Hariri regressa, suspende demissão e apela ao diálogo
Primeiro-ministro pediu "distanciamento" em relação a conflitos regionais. Em Sochi, Putin, Erdogan e Rouhani lançam "congresso nacional" para resolver guerra na Síria.
Trocado o fato e gravata por um blusão azul, cor do seu partido, Corrente do Futuro, Saad Hariri prometeu "Vou ficar com vocês" aos apoiantes que se reuniram no centro de Beirute para saudar o regresso do primeiro-ministro. No dia 4, foi da Arábia Saudita que Hariri anunciou a demissão da chefia do governo, denunciando o controlo do Hezbollah - seu parceiro de governo - e do seu aliado, o Irão, sobre a política libanesa e afirmando temer pela vida. Agora suspendeu a decisão.
"Discuti a minha demissão com o presidente que me pediu para esperar antes de a apresentar, permitindo mais consultas. Aceitei", explicou Hariri, cuja permanência em Riade levantou suspeitas de que estaria refém dos sauditas, seus protetores tradicionais. O primeiro-ministro negou as acusações. Ontem, diante da multidão que gritava "pela nossa alma, pelo nosso sangue, sacrificamo-nos por ti, Saad", Hariri apelou ao diálogo num país minado pelas crises políticas opondo os dois principais blocos - o do primeiro-ministro e o liderado pelo Hezbollah.
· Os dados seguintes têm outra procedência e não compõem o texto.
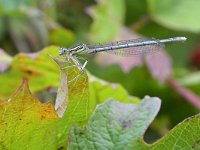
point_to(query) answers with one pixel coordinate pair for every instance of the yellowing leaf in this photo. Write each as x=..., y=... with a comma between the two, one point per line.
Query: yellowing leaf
x=25, y=123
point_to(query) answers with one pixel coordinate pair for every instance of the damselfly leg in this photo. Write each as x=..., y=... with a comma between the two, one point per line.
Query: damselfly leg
x=76, y=61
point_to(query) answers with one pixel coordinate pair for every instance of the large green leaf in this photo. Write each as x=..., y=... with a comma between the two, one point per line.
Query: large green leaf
x=179, y=15
x=115, y=125
x=119, y=126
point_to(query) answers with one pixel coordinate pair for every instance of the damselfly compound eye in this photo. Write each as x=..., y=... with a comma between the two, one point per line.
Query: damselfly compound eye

O líder do grupo xiita libanês, Hassan Nasrallah, já se disse "aberto ao diálogo".
Aos 47 anos, Hariri seguiu as pisadas políticas do pai, Rafic, assassinado em 2005. No dia 18, após 14 dias em Riade, seguiu para França a convite do presidente Emmanuel Macron, abrindo caminho ao regresso ao Líbano. O primeiro-ministro, cuja demissão fora rejeitada pelo presidente Michel Aoun, pediu ainda respeito por "uma política de distanciamento" em relação aos conflitos regionais, uma alusão à Síria, onde o Hezbollah está ativo.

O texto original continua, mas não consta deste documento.